Unprecedented Social Solidarity Needed to Defeat COVID-19, Say The Wheel

Posted on 15 Mar 2020

“Battle may not be won without full mobilisation of civil society”

An unprecedented spirit of social solidarity is required to overcome the threat posed by Covid-19. The risk to lives, health and society by this virus may not be overcome without the contribution of civil society organisations, Deirdre Garvey, CEO of The Wheel, Ireland’s representative body for charities and community based organisations, has stated.

She said that many individual charities are already taking intensive measures to expand their work and services. In this regard, the call this morning from Minister for Rural and Community Affairs, Michael Ring, TD, urging communities to support vulnerable neighbours is very welcome.

“It is important, however, that charity and voluntary effort against this unprecedented crisis receives necessary resourcing and other supports to enable delivery of essential material and emotional supports to families in the best possible way where state services are overwhelmed.

She said that evidence in other countries starkly indicates that, as the pandemic escalates, formal health services are struggling to cope with the immensity of demand for care.

“In Italy, for example, decisions are having to be made on prioritising of intensive care between patients.

“The unique potential in Ireland for charities and community based action, working in consort with government, to help stem the spread of disease and assist in delivering supports to the most vulnerable must, therefore, be activated as an absolute priority,” she said.

“Community and voluntary organisations and charities here already provide a quarter of acute hospital services and two-thirds of services to people with disabilities. They have the capacity, if fully included in emergency health planning and given sufficient parity of resourcing, coupled with maximum flexibility in (re)allocating existing funding where needed, to expand these services very quickly.

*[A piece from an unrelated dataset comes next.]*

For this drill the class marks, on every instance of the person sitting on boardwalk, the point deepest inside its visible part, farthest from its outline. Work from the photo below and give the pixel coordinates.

“At local level thousands of charity and community organisations are already working to deliver supports that formal state agencies, overstretched by demand, may shortly be wholly unable to provide.

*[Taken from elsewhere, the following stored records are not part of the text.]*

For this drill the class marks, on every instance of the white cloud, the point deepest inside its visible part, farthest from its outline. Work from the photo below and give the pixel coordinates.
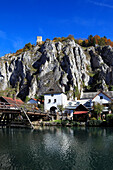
(101, 4)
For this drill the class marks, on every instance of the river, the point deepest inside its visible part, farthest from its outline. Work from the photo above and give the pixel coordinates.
(56, 148)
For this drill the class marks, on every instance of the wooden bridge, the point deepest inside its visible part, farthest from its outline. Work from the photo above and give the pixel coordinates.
(19, 115)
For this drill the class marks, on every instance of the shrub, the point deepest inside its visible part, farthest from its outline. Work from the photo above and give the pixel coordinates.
(64, 122)
(93, 118)
(95, 122)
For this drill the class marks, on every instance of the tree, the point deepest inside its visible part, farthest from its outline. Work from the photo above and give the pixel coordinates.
(98, 108)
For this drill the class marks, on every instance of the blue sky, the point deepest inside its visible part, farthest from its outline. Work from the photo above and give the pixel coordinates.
(22, 20)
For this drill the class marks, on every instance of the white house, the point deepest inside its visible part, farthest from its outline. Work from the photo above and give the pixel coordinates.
(32, 101)
(101, 97)
(54, 97)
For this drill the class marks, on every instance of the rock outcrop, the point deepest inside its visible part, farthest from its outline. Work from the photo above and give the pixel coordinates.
(72, 67)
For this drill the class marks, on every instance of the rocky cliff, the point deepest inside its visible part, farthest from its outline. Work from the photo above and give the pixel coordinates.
(73, 67)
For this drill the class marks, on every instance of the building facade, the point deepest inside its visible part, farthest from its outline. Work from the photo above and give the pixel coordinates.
(54, 97)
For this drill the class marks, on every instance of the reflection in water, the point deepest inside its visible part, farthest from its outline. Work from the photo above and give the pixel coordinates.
(56, 148)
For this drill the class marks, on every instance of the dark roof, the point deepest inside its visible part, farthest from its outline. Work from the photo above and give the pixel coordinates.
(54, 89)
(89, 95)
(12, 102)
(92, 95)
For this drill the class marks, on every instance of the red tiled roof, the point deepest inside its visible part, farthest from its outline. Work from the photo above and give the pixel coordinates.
(80, 112)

“For example, this activity includes volunteers delivering groceries and medication locally, providing self- isolation units for people who are homeless, dedicated helplines for older people, online family carer support, phone therapy services for people in self -isolation or fearful of going out in public and a range of mental health initiatives to address the huge emotional impact that will result.

“The list of these initiatives is almost endless. And so is the potential of community based action to deliver comprehensively and effectively with sufficient acknowledgement and support.”

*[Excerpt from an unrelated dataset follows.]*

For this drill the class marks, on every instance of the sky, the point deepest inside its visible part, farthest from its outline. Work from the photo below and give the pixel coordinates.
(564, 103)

Deirdre Garvey said that The Wheel and other groups like Irish Rural Link and Volunteer Ireland are working with government and health authorities at every level to support the national emergency plan. These and other groups are members of the Covid-19 Advisory Group on Community Response, established by Minister Michael Ring and Chaired by the Department of Rural and Community Development

“But acknowledgement of and confirmation of sufficient resources for the sector has been slower than for other key parts of our economy. We are confident that this can be resolved, as the energy and potential in the sector to help defeat Codvid-19 must not be compromised by delay.

“The issue is not a matter of simple increased resourcing. The many limiting contracts and conditions imposed uniquely on charities in recent years must be immediately reviewed, at the highest level of HSE and government if necessary,” she said.

“In this national crisis, charities must be freed up to deploy the resources where they are needed – and not have to worry about being penalised by the various funding bodies afterwards for these reallocations”.

“In addition, just when they need it most in order to provide this back up to the public and the statutory work, many charities have seen their fundraising income fall off a cliff – so we urgently encourage the public to find any means possible to continue to donate NOW to support those causes that they would regularly support throughout the year” she added.

“Similarly, the public can help hugely by contacting their local or health condition charity and volunteer. Ireland’s national online volunteering database can be accessed by downloading the i-Vol app to your smartphone or at www.i-vol.ie.

“Charities provide essential services on behalf of the state and are now responding to entirely new needs and levels of demand that are unprecedented. The bottom line is that vulnerable people and families must not be abandoned or left to struggle alone.

“Working together we can meet this bottom line. We can prevent the devastation that Covid-19 threatens to inflict. We can win the battle to defeat this enormous threat to our families, our society and our jobs” Deirdre Garvey said.